Questo pezzo è uscito sulla rivista «Lo Straniero»

Per la prima volta la casa editrice Adelphi riunisce in un unico volume l’autobiografia che Thomas Bernhard affidò, tra il 1975 e il 1982, a cinque romanzi (L’origine – un accenno, La cantina – una via di scampoIl respiro – una decisione, Il freddo – una segregazione, per ultimo Un bambino) i quali, riletti oggi, dopo che sulla prosa maniacale e vorticosa del loro autore è stato detto tutto, suonano come un libro sapienziale e insieme un manifesto vivo della resistenza umana (della possibilità che il nucleo irriducibile della nostra dignità possa rifiutarsi di venire schiacciato da ciò che gli è ostile e contrario, cioè da quasi tutto) e dunque come l’antitesi dell’ossessione e del virtuosismo fini a se stessi da cui i peggiori travisatori dello scrittore austriaco si illudono di sentirsi rappresentati.

Flannery O’Connor sosteneva che chiunque sia sopravvissuto all’infanzia possiede sufficienti informazioni sulla vita per il resto dei propri giorni. Nel caso di Bernhard non solo di sopravvivenza fisica si tratta, ma di un’integrità capace di non venire intaccata oltre la misura che impedirebbe di offrire calvinianamente testimonianza di ciò che, nell’inferno che abitiamo, non lo è ancora, addirittura del non-inferno a cui (pagando un prezzo statutariamente più elevato di ciò che se ne ricava, rendendo proprio per questo il ricavato inestimabile) siamo riusciti a dare spazio. E infatti Thomas Bernhard, che tra le tappe del suo romanzo di formazione in cinque movimenti a un certo punto si ritrova in un letto d’ospedale per un male ai polmoni, ripete tra il sibillino e il beffardo (lui, che proprio a causa dei problemi polmonari morì all’età di cinquantotto anni) che l’infermità da cui siamo toccati è anche di natura spirituale. “Ogni malattia può essere definita malattia dell’anima” recita non a caso l’epigrafe di Novalis a Il freddo. Come a dire che non è importante morire – visto che tutti dobbiamo farlo – ma come si muore; vale a dire come si vive: come si può riuscire (con tenacia, pazienza, risolutezza pienamente umani, e dunque patologici in un mondo che all’uomo lascia sempre meno spazio) a superare i terribili ostacoli etici, fisici, morali, i quali, indebolendoci lungo la strada che conduce a un appuntamento inevitabile, sarebbero preposti a una caduta che a quel punto risulterebbe sempre prematura e colpevole.

Si tratta di una forma d’eroismo che è la perfetta antitesi di quello nazista. Non è un caso che l’Autobiografia – la quale non procede in ordine cronologico – prenda le mosse proprio dall’ex convitto nazionalsocialista (poi cattolico) in cui il piccolo Thomas si ritrova ad affrontare le prime spaventose prove di sopravvivenza. Un crocifisso che non ha nulla di evangelico e molto di cupamente confessionale sostituisce a un certo punto sulle pareti del convitto il ritratto di Adolf Hitler che c’era stato fino a poco tempo prima, ed è questo avvicendamento a segnare un passaggio fondamentale, dentro e fuori la letteratura. La tragicomica Cacania del grande scrittore austriaco di inizio Novecento – Robert Musil – non esiste più; al suo posto un mondo (l’Austria per il tutto) in cui l’uscita dalle due guerre mondiali non è che un passaggio di consegne tra poteri; la pace come una prosecuzione su altri piani di ciò che ottusità, follia, cupidigia e crudeltà (immutate, forse eterne) hanno fatto da insostituibile alimento.

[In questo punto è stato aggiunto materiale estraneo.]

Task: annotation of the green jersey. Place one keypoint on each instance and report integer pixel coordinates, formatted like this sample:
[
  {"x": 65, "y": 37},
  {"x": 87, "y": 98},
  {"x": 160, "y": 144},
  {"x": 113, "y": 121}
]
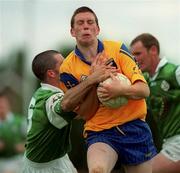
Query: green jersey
[
  {"x": 48, "y": 133},
  {"x": 164, "y": 99},
  {"x": 12, "y": 132}
]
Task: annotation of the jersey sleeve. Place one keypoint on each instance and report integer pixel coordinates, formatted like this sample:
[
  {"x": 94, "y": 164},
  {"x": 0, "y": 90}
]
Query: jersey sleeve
[
  {"x": 129, "y": 66},
  {"x": 55, "y": 114}
]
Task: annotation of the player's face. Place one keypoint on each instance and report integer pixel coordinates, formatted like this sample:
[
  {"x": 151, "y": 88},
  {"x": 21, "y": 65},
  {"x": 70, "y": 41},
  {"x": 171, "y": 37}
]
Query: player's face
[
  {"x": 85, "y": 29},
  {"x": 142, "y": 56}
]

Se questo è il mondo (nuovo e immutabile al tempo stesso) in cui l’io narrante è stato gettato, per sopravvivere bisognerà rinnovare, fin quasi a stravolgerli, i capisaldi di ogni formazione, che proprio in forma stravolta e sempre più farsesca non fa che irrompere nel bildungsroman degli ultimi due secoli. Ecco allora il bisogno di abbandonare la meschinità piccolo borghese ­– cioè totalitaria – del convitto per inseguire la vita in uno dei quartieri più malfamati di Salisburgo. È qui (“l’anticamera dell’inferno”) che il giovane Thomas trova rifugio, lavorando in un sordido negozietto di alimentari, tra reduci, reietti, mutilati, alcolizzati, strappando spazio all’insensata ipocrisia dell’irregimentazione scolastica attraverso la fatica fisica, emulo di quel Ludwig Wittgenstein tanto ammirato, del cui tormentato e parimenti geniale nipote diventerà amico e sodale fino a dedicargli un celebre romanzo (Il nipote di Wittgenstein, appunto). Ecco non la consolazione ma l’ordalia dell’arte, che in quest’Autobiografia non è ancora la scrittura ma la musica, lo studio disperato del violino (una disperazione che tornerà in forma di romanzo nel 1983, avendo questa volta a oggetto il pianoforte Steinwey del Soccombente, capace contemporaneamente di salvare ciò che distrugge persino nel genio di Glenn Gould), il quale violino per Thomas è qui lo strumento attraverso il quale corteggiare la naturale vocazione al suicidio di chi è minimamente consapevole di ciò che lo circonda, fino però a sconfiggerla, decidendo di sopravvivere. Così come (sempre lei!) la sopravvivenza, questa volta più fisica che mai, è al centro della successiva tappa del viaggio, che trova Thomas in sanatorio e che, esattamente come accade per l’arte, solo attraversando per intero un regno d’ombre – solo accucciandosi cioè nel punto più buio e profondo del ventre di balena, nell’anfratto quasi magico in cui il dolore e la disperazione diventano improvvisamente pace, ristoro, paradossali compagni di viaggio – potrà essere raggiunta.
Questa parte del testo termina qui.